Functional dependencies question

[Andrew J Bromage]

G'day all.

On Tue, May 13, 2003 at 08:58:35AM +0100, Simon Peyton-Jones wrote:

> Think of it like this.  Should this be acceptable?
> 
> 	f :: a -> a -> a
> 	f x y = x && y

No, because (&&) is not defined on anything but Bool.

> Your signature is
> 	bar :: (Foo Char t) => t
> and we know (from the instance decl) that t must be Bool.

Even if we don't have the instance declaration, we know that t
must be some unique type because of the fundep.  (Of course that
type may be polymorphic, which probably complicates things.)

> It is undoubtedly odd that adding an instance declaration makes a legal
> program illegal, and that might be a reason for relaxing the rule... but
> it's not entirely easy to implement such a relaxation.

Understood, and I'm not so worried about it now that we've found a
few ways to get around my motivating problem.
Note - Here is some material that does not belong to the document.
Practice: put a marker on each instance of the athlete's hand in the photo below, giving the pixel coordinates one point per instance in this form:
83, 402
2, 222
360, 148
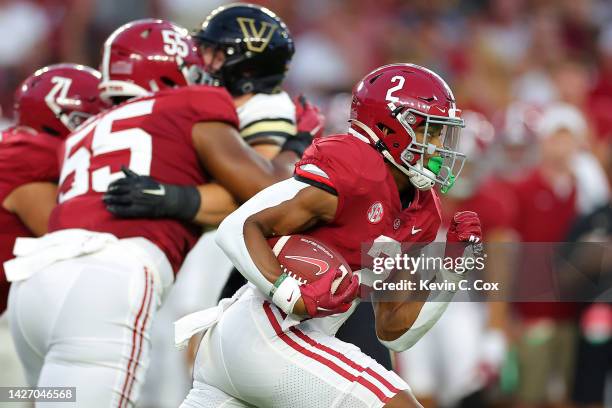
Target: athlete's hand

BTW, even worse than adding an instance declaration making a legal
program illegal is moving an instance declaration across a module
boundary.  GHC appears perfectly happy with this:

<<
	module Foo where

	class Foo a b | a -> b where
	    foo :: a -> b

	bar :: (Foo Char t) => t
	bar = foo 'a'
>>

<<
	module Bar where

	import Foo

	instance Foo Char Bool where
	    foo a = a == 'a'
>>

<<
	% ghci -fglasgow-exts Bar.hs
	[deletia]
	Ok, modules loaded: Bar, Foo.
	*Bar> :t bar
	bar :: Bool
	*Bar> bar
	True
>>

Cheers,
Andrew Bromage